Further, Maxwell teaches, "if Congress had envisioned individual liability ... it would have included individuals in this litany of limitations and discontinued the exemption for small employers." Id. at 587-88 n.2.
In sum, I am not persuaded by the majority's argument. Read as a whole, the statutory scheme supports no individual liability because congressional intent was not to hold individuals personally liable, but rather, to correct a perceived workplace evil by permitting recovery from employers who meet the minimum requirements, and even then, recovery was limited based upon the size of a company. The majority's decision results in great disparities in individual liability between individuals acting identically, but working at differently sized companies. Like the court in the AIC Security case, I find it "highly improbable" that Con*17gress intended individual agent/employees to "be liable for any amount, be that $5 or $5 billion." See AIC Security, 55 F.3d at 1281 n.6. Nor do I find it conceivable that "Congress silently intended to abruptly change its earlier vision through an amendment [the Civil Rights Act of 1991] to the remedial portions of the statute alone." See id. at 1281. Like the overwhelming majority of federal circuit courts, I believe what the majority sees as the imposition of individual liability is actually nothing more than the assurance of respon-deat superior liability against employers for the acts of their agent/employees. Thus, I respectfully dissent.

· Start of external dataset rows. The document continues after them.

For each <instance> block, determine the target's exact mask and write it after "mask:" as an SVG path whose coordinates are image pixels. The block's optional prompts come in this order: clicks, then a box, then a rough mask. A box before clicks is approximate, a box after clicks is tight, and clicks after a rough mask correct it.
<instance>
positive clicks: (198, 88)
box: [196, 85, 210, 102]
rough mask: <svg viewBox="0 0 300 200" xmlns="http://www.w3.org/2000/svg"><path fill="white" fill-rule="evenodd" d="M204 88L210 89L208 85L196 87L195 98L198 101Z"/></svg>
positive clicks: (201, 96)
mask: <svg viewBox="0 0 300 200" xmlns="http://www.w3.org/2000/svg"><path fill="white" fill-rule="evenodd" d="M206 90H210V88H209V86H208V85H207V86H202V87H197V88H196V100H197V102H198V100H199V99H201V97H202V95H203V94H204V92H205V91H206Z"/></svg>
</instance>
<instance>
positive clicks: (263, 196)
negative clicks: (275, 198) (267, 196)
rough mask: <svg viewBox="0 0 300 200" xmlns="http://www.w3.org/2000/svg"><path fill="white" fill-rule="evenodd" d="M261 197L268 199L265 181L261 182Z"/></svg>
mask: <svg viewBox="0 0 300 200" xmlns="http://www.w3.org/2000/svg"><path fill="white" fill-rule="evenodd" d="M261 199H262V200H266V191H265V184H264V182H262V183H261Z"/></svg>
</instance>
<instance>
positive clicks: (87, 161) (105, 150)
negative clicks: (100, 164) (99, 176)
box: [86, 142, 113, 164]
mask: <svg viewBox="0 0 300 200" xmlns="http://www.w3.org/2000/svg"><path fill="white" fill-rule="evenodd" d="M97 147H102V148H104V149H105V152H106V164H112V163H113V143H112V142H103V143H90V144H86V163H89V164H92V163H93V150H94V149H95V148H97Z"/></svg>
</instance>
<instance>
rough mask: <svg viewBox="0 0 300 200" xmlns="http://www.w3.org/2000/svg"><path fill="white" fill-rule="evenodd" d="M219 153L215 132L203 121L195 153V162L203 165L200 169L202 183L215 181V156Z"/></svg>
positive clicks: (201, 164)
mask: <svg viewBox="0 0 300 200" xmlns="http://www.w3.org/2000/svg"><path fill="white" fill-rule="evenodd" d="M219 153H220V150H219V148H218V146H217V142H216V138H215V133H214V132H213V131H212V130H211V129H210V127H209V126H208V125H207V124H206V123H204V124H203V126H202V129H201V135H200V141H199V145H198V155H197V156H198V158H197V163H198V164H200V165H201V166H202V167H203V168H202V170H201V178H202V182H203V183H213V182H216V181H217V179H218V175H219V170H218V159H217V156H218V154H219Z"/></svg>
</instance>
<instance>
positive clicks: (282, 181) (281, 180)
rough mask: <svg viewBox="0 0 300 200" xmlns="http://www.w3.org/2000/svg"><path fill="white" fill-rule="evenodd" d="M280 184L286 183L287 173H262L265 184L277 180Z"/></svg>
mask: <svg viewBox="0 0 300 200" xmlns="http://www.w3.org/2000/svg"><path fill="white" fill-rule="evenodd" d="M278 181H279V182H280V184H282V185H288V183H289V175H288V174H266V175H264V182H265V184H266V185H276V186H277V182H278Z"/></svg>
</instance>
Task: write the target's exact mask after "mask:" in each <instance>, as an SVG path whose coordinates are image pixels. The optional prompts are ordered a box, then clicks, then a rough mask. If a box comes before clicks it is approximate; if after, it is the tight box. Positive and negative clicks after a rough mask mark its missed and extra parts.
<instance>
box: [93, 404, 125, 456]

 As explained in United States EEOC v. AIC Security Investigation, 55 F.3d 1276, 1279-80 (7th Cir. 1995) (citations omitted), "The ADA's definition of'employer' mirrors the definitions of 'employer' in Title VII of the Civil Rights Act of 1964 and in the Age Discrimination in Employment Act (ADEA). Courts routinely apply arguments regarding individual liability to all three statutes interchangeably." Thus, many of the claims in the cited cases have been made under Title VII or the ADEA.